Thread: [HACKERS] parallel "return query" is no good

[HACKERS] parallel "return query" is no good

From
Robert Haas
Date:
Commit 7aea8e4f2daa4b39ca9d1309a0c4aadb0f7ed81b allowed a parallel
plan to be generated when for a RETURN QUERY or RETURN QUERY EXECUTE
statement in a PL/pgsql block.  As it turns out, the analysis that led
to this decision was totally wrong-headed, because the plan will
always be executed using SPI_cursor_fetch(portal, true, 50), which
will cause ExecutePlan() to get invoked with a count of 50, which will
cause it to run the parallel plan serially, without workers.
Therefore, passing CURSOR_OPT_PARALLEL_OK is a bad idea here; all it
can do is cause us to pick a parallel plan that's slow when executed
serially instead of the best serial plan.

The attached patch fixes it.  I plan to commit this and back-patch it
to 9.6, barring objections or better ideas.

I previously remarked on this in
http://postgr.es/m/CA+TgmobXEhvHbJtWDuPZM9bVSLiTj-kShxQJ2uM5GPDze9fRYA@mail.gmail.com
but I wasn't quite so clear what the whole picture was in that email
as I am now.

-- 
Robert Haas
EnterpriseDB: http://www.enterprisedb.com
The Enterprise PostgreSQL Company

-- 
Sent via pgsql-hackers mailing list (pgsql-hackers@postgresql.org)
To make changes to your subscription:
http://www.postgresql.org/mailpref/pgsql-hackers

Attachment

Re: [HACKERS] parallel "return query" is no good

From
Robert Haas
Date:
On Thu, Mar 23, 2017 at 12:50 PM, Robert Haas <robertmhaas@gmail.com> wrote:
> Commit 7aea8e4f2daa4b39ca9d1309a0c4aadb0f7ed81b allowed a parallel
> plan to be generated when for a RETURN QUERY or RETURN QUERY EXECUTE
> statement in a PL/pgsql block.  As it turns out, the analysis that led
> to this decision was totally wrong-headed, because the plan will
> always be executed using SPI_cursor_fetch(portal, true, 50), which
> will cause ExecutePlan() to get invoked with a count of 50, which will
> cause it to run the parallel plan serially, without workers.
> Therefore, passing CURSOR_OPT_PARALLEL_OK is a bad idea here; all it
> can do is cause us to pick a parallel plan that's slow when executed
> serially instead of the best serial plan.
>
> The attached patch fixes it.  I plan to commit this and back-patch it
> to 9.6, barring objections or better ideas.

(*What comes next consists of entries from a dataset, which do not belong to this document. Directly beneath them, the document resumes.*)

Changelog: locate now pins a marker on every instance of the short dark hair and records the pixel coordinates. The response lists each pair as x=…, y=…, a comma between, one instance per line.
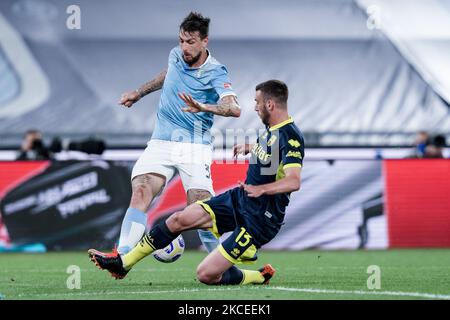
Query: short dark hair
x=275, y=89
x=196, y=22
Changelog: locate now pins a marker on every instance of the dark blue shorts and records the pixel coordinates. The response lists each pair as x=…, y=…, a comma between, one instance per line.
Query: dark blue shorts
x=225, y=211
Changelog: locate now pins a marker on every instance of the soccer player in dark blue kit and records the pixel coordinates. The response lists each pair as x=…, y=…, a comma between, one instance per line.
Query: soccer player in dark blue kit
x=254, y=211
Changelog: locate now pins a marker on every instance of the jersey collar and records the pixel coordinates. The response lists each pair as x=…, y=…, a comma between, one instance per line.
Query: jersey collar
x=281, y=124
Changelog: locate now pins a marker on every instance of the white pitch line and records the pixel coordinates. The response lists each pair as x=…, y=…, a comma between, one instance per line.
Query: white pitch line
x=131, y=292
x=306, y=290
x=361, y=292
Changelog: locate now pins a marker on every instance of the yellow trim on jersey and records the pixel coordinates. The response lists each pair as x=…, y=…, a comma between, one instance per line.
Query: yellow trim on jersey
x=281, y=124
x=243, y=259
x=292, y=165
x=210, y=211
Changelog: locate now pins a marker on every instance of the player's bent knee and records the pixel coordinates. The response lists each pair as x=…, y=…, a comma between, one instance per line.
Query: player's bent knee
x=205, y=276
x=178, y=222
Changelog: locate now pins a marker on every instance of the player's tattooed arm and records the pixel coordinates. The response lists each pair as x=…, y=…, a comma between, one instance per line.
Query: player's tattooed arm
x=243, y=149
x=129, y=98
x=227, y=107
x=194, y=195
x=152, y=85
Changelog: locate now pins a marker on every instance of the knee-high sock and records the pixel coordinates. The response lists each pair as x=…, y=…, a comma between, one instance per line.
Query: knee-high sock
x=232, y=276
x=133, y=228
x=235, y=276
x=157, y=238
x=210, y=242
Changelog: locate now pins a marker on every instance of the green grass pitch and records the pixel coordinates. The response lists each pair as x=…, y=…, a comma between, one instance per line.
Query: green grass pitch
x=404, y=274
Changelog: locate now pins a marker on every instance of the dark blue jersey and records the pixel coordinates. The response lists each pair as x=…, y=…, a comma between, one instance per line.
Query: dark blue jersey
x=278, y=148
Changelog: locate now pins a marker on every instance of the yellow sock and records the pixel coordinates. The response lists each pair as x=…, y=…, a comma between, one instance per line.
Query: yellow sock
x=252, y=277
x=140, y=251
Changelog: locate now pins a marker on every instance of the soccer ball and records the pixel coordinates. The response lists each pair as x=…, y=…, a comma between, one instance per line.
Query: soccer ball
x=172, y=252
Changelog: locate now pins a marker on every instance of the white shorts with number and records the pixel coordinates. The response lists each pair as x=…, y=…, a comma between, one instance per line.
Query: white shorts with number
x=191, y=160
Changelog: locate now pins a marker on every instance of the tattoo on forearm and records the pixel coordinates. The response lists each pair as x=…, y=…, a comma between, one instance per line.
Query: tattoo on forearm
x=152, y=85
x=197, y=194
x=227, y=107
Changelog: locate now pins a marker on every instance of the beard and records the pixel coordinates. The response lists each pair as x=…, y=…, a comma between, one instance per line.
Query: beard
x=193, y=60
x=264, y=115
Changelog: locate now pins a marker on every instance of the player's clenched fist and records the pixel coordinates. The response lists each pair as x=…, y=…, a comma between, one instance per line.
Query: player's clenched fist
x=129, y=98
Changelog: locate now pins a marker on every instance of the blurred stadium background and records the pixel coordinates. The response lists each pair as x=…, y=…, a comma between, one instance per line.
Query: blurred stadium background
x=366, y=77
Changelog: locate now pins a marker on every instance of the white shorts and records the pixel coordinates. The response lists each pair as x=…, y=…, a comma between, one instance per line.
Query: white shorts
x=192, y=161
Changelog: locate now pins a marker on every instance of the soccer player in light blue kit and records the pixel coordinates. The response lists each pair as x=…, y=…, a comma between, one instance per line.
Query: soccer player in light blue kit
x=181, y=140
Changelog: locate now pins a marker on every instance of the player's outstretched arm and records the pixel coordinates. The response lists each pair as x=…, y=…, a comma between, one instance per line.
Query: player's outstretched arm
x=227, y=107
x=241, y=149
x=129, y=98
x=290, y=183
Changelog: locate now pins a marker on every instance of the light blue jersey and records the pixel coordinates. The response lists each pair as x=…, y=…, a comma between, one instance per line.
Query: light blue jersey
x=206, y=84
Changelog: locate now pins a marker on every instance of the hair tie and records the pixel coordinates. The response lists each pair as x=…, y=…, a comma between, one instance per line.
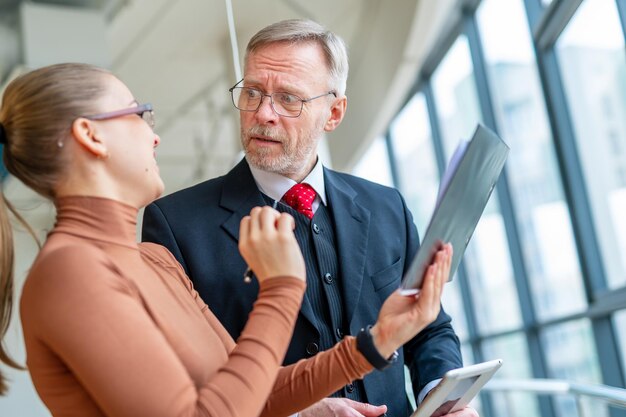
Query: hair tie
x=3, y=135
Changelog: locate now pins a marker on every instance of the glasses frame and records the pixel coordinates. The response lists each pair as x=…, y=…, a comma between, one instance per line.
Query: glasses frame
x=138, y=110
x=263, y=95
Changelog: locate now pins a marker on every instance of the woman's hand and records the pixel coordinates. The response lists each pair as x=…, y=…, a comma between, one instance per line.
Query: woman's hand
x=268, y=245
x=402, y=317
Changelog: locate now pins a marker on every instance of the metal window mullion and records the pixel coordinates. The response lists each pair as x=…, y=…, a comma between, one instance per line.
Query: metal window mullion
x=608, y=356
x=507, y=210
x=393, y=161
x=621, y=11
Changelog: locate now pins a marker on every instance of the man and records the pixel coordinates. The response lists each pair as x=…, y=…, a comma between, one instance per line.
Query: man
x=357, y=237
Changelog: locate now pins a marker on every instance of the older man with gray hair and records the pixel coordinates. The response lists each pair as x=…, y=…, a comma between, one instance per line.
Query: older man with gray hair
x=357, y=237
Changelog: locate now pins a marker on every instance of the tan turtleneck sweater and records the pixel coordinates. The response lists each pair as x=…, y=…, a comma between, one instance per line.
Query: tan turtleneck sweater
x=115, y=328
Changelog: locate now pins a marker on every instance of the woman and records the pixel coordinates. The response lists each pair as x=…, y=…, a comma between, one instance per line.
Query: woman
x=115, y=328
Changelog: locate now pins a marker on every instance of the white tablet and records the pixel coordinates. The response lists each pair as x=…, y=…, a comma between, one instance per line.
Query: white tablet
x=456, y=389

I guess the downside of back-patching this is that it could cause a
plan change for somebody which ends up being worse.  On the whole,
serial execution of queries intended to be run in parallel isn't
likely to work out well, but it's always possible somebody has a cases
where it happens to be winning, and this could break it.  So maybe I
should do this only in master?  Thoughts?

-- 
Robert Haas
EnterpriseDB: http://www.enterprisedb.com
The Enterprise PostgreSQL Company



Re: [HACKERS] parallel "return query" is no good

From
Stephen Frost
Date:
* Robert Haas (robertmhaas@gmail.com) wrote:
> On Thu, Mar 23, 2017 at 12:50 PM, Robert Haas <robertmhaas@gmail.com> wrote:
> > Commit 7aea8e4f2daa4b39ca9d1309a0c4aadb0f7ed81b allowed a parallel
> > plan to be generated when for a RETURN QUERY or RETURN QUERY EXECUTE
> > statement in a PL/pgsql block.  As it turns out, the analysis that led
> > to this decision was totally wrong-headed, because the plan will
> > always be executed using SPI_cursor_fetch(portal, true, 50), which
> > will cause ExecutePlan() to get invoked with a count of 50, which will
> > cause it to run the parallel plan serially, without workers.
> > Therefore, passing CURSOR_OPT_PARALLEL_OK is a bad idea here; all it
> > can do is cause us to pick a parallel plan that's slow when executed
> > serially instead of the best serial plan.
> >
> > The attached patch fixes it.  I plan to commit this and back-patch it
> > to 9.6, barring objections or better ideas.
>
> I guess the downside of back-patching this is that it could cause a
> plan change for somebody which ends up being worse.  On the whole,
> serial execution of queries intended to be run in parallel isn't
> likely to work out well, but it's always possible somebody has a cases
> where it happens to be winning, and this could break it.  So maybe I
> should do this only in master?  Thoughts?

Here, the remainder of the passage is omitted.